Dan Runde of the Center for Strategic and International Studies describes the concerns of Washington’s foreign policy establishment rather nakedly in Foreign Policy: “Doing Business was incubated with strong support from the Bush administration through contributions to the methodology from USAID, funding from USAID, and political support from State and Treasury … Because the World Bank should be a force multiplier of American influence in the world, Republicans supported (and rightly so) the renewal of the general capital increase of the World Bank … the U.S. should be expected to retain its “big seat” at the table and exercise that influence with Jim Kim and bring in allied shareholders in favor of strengthening Doing Business.”

The financial press has inaccurately portrayed the fight as “China seeks to water down key World Bank report” – the headline of the Financial Times’ report on the controversy.
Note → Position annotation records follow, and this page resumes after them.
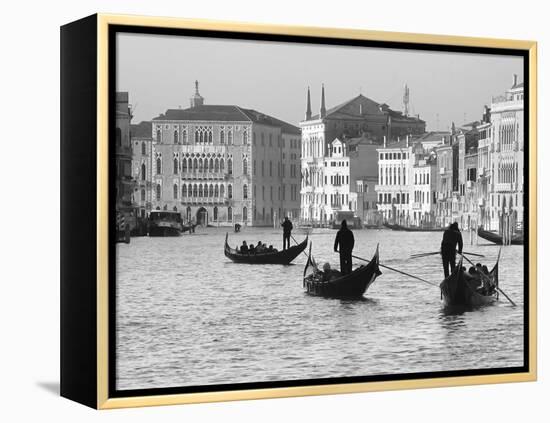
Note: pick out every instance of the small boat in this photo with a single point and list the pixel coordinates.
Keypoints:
(278, 257)
(165, 223)
(458, 289)
(517, 239)
(351, 286)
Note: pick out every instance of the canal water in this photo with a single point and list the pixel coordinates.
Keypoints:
(187, 316)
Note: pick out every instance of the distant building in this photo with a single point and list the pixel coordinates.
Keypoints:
(124, 183)
(223, 164)
(507, 159)
(355, 119)
(142, 166)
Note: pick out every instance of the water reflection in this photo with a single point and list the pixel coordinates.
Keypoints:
(188, 316)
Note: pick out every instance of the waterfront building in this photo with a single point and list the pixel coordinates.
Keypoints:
(142, 166)
(225, 164)
(124, 183)
(506, 166)
(358, 118)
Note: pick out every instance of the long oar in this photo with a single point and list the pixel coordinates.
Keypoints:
(498, 289)
(397, 271)
(420, 255)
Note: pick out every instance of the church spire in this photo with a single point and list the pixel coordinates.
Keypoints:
(197, 99)
(308, 109)
(323, 111)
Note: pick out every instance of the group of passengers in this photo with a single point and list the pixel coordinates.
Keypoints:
(259, 248)
(480, 274)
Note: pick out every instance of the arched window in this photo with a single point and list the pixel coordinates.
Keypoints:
(143, 172)
(118, 137)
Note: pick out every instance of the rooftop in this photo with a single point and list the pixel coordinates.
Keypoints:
(226, 113)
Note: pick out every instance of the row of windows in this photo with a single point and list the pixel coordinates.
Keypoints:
(393, 156)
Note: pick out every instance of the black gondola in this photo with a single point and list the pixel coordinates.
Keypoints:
(279, 257)
(460, 290)
(351, 286)
(517, 239)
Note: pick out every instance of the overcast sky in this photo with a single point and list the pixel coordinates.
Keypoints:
(159, 72)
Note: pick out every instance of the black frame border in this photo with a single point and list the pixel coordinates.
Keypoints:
(113, 30)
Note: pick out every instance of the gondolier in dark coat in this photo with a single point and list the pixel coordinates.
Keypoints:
(343, 244)
(287, 230)
(451, 239)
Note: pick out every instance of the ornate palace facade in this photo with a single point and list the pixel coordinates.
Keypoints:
(359, 117)
(221, 164)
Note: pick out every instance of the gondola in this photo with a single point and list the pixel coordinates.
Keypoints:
(279, 257)
(495, 238)
(351, 286)
(460, 290)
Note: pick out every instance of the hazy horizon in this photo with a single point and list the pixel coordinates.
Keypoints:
(159, 73)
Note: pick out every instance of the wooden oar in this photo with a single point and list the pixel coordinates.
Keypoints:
(420, 255)
(397, 271)
(498, 289)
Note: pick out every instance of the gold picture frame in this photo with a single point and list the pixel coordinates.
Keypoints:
(98, 363)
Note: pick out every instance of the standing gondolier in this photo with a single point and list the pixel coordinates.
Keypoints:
(451, 238)
(343, 244)
(287, 230)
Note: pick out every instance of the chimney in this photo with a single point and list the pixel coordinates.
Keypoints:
(323, 111)
(308, 107)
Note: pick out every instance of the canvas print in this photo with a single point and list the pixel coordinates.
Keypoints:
(290, 211)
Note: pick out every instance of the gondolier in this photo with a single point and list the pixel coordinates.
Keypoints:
(287, 231)
(343, 244)
(451, 239)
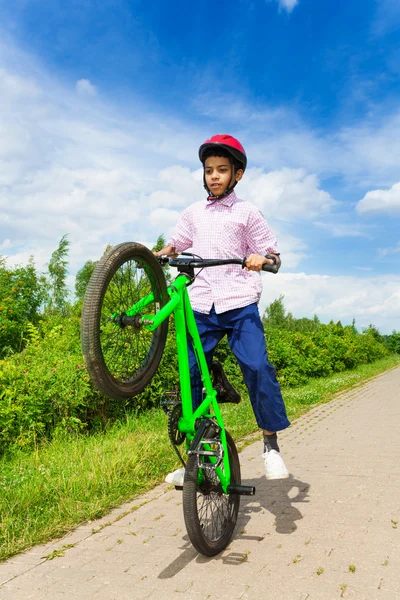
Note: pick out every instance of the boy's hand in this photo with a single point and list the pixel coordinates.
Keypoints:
(168, 250)
(255, 262)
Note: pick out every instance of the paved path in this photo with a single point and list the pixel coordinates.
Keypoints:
(330, 531)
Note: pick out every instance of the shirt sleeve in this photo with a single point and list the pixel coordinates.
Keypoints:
(182, 237)
(260, 237)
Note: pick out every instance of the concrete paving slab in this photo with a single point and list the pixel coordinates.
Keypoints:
(332, 530)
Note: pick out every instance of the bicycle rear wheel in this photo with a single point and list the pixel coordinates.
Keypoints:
(210, 515)
(122, 359)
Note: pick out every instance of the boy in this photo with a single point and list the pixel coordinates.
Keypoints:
(226, 227)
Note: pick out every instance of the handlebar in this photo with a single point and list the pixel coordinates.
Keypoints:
(195, 262)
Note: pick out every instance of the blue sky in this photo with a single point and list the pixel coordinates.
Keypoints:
(104, 104)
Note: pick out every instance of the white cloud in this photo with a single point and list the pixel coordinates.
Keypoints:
(345, 229)
(85, 88)
(287, 194)
(288, 4)
(381, 201)
(374, 299)
(388, 251)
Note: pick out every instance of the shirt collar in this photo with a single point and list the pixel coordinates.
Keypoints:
(226, 201)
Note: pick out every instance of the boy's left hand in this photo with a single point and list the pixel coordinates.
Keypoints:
(255, 262)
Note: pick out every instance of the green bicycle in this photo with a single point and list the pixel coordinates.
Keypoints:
(124, 330)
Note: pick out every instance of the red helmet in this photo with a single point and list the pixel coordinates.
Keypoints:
(229, 143)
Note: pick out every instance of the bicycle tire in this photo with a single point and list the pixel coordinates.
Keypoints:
(121, 361)
(210, 515)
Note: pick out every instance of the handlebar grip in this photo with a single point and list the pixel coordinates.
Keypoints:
(270, 268)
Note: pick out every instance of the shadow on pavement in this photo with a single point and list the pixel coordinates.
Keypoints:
(277, 497)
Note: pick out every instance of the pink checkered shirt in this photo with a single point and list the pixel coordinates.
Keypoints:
(226, 228)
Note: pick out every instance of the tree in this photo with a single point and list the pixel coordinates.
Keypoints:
(83, 277)
(58, 271)
(275, 313)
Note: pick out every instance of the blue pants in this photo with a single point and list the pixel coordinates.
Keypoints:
(245, 332)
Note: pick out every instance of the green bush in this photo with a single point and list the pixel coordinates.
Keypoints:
(46, 391)
(22, 292)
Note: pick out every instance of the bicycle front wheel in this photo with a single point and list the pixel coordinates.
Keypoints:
(210, 515)
(121, 359)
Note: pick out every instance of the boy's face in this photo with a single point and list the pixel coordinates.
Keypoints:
(218, 172)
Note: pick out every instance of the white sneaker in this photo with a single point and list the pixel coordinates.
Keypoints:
(275, 468)
(176, 478)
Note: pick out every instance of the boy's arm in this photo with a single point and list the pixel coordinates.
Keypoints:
(165, 250)
(261, 242)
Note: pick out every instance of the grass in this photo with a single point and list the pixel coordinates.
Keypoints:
(48, 492)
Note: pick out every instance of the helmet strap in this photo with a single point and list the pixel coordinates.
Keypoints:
(228, 190)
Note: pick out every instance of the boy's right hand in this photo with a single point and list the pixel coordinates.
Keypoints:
(167, 251)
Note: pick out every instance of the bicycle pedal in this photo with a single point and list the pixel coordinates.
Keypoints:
(242, 490)
(169, 399)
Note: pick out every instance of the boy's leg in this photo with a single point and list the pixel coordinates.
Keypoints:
(247, 341)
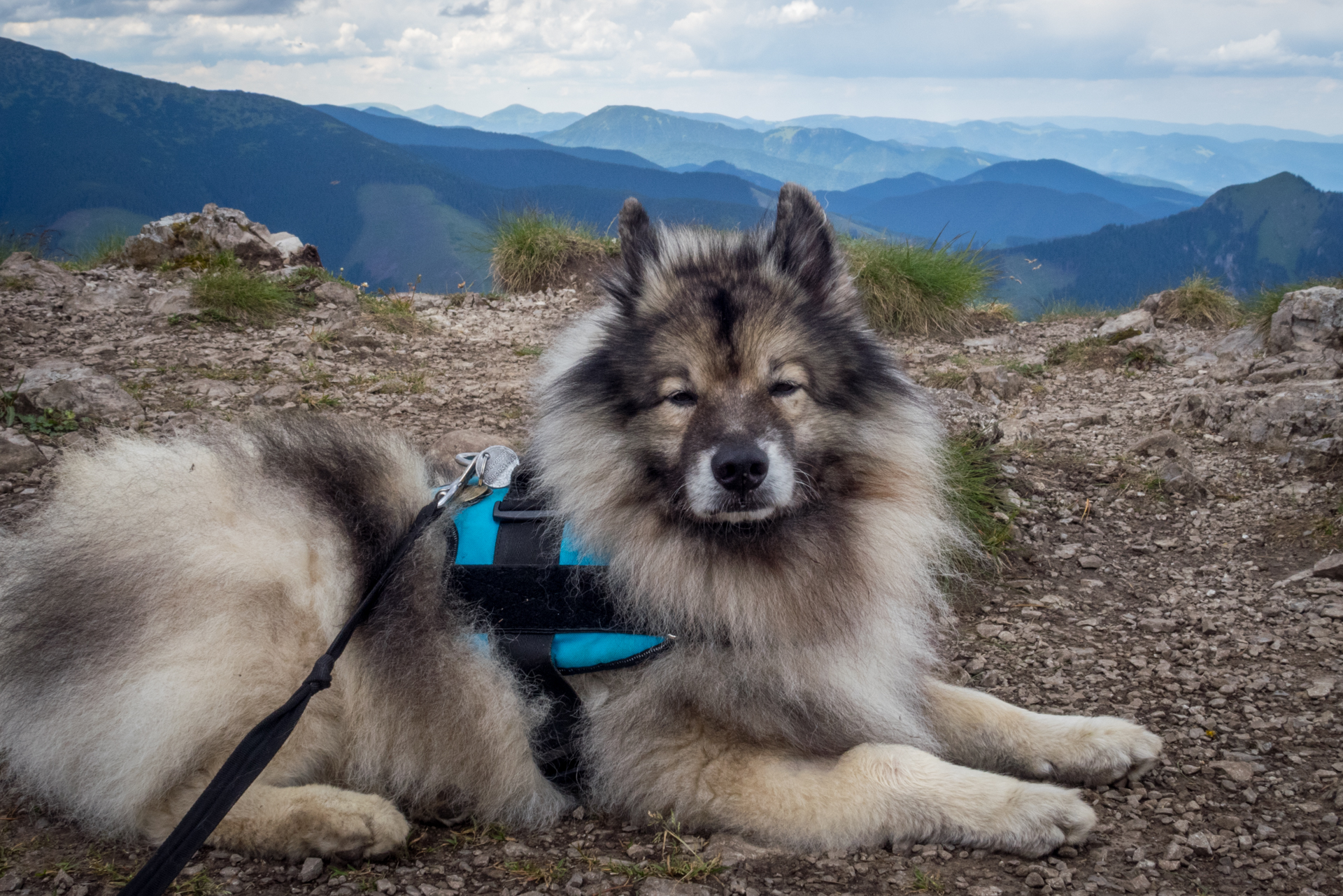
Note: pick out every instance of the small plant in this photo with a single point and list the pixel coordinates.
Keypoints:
(678, 862)
(1095, 353)
(909, 287)
(973, 480)
(534, 872)
(197, 886)
(947, 379)
(36, 242)
(394, 313)
(319, 404)
(8, 404)
(530, 250)
(1025, 370)
(927, 881)
(1201, 300)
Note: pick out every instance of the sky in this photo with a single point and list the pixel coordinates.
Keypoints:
(1267, 62)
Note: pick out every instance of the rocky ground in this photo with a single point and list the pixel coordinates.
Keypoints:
(1167, 522)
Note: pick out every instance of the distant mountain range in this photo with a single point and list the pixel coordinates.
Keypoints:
(511, 120)
(85, 151)
(1009, 203)
(820, 157)
(1197, 157)
(1274, 232)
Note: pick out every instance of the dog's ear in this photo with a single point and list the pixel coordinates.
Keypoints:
(639, 250)
(804, 245)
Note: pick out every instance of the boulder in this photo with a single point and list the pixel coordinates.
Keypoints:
(1160, 304)
(1160, 443)
(335, 293)
(17, 453)
(1179, 477)
(1293, 413)
(1330, 567)
(24, 271)
(1138, 319)
(1309, 320)
(171, 301)
(215, 230)
(1000, 381)
(67, 386)
(1240, 344)
(102, 297)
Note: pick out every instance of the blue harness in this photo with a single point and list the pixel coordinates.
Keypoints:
(571, 650)
(547, 609)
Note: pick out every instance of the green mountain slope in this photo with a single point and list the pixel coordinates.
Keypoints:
(820, 157)
(1274, 232)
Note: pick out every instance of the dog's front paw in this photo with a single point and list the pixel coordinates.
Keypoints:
(313, 820)
(1095, 751)
(1040, 818)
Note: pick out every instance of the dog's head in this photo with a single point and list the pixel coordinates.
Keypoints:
(732, 369)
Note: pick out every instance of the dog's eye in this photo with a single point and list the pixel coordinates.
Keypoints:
(683, 398)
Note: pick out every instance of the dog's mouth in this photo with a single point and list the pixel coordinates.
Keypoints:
(740, 483)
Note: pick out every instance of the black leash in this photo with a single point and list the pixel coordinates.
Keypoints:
(261, 744)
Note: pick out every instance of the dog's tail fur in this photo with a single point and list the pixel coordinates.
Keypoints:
(172, 595)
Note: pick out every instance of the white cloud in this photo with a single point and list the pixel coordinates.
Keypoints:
(919, 58)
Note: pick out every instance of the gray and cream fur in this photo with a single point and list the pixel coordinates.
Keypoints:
(725, 430)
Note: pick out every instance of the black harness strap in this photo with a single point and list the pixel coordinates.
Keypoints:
(520, 598)
(261, 744)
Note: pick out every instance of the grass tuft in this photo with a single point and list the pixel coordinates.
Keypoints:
(1261, 306)
(226, 292)
(36, 242)
(530, 250)
(975, 495)
(1095, 353)
(908, 287)
(109, 250)
(1201, 300)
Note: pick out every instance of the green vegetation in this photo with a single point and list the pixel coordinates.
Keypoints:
(1103, 351)
(394, 313)
(49, 421)
(1261, 306)
(1201, 300)
(908, 287)
(35, 242)
(973, 490)
(106, 250)
(946, 379)
(229, 292)
(532, 249)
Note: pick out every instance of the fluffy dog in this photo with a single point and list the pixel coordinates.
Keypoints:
(725, 430)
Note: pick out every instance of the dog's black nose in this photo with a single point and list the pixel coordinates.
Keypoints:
(740, 468)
But China is just one of many countries, and a latecomer at that, which have opposed DB within the Bank. Opposition has come from Brazil, Argentina, India, and other developing countries.

And that is perhaps the greatest significance of this fight: developing countries are beginning to organize within the World Bank (and the IMF) in order to change their policies. These two institutions have been controlled by Washington, with varying amounts of input from other rich countries, since their founding nearly seven decades ago. Many of their policies have been harmful to developing countries. But in contrast to the World Trade Organization – where developing countries form blocs and fight for their interests – the world’s majority has mostly let the rich countries, led by Washington, run the show in the IMF and World Bank.

Over the past decade, the IMF lost most of its power in developing countries; and as a result, Washington also lost its most important avenue of influence over their policies. The middle income countries of Asia, most of Latin America, Russia, and others all made sure that they would never have to borrow again from the Fund. The World Bank has exercised much of its influence in conjunction with the IMF; but this arrangement, too, has been weakened. So now the Bretton Woods twins have most of their power over weaker and poorer developing countries. (Ironically, the vast majority of the IMF’s loans are now in Europe, but the Fund is not the main decider there.)

Jim Kim is an anomaly at the World Bank; the first president with real, positive development experience after more than six decades of bankers at the helm (with a couple of war criminals thrown in). It remains to be seen how much he can change the institution. But it’s a good sign that developing countries are beginning to put up a fight.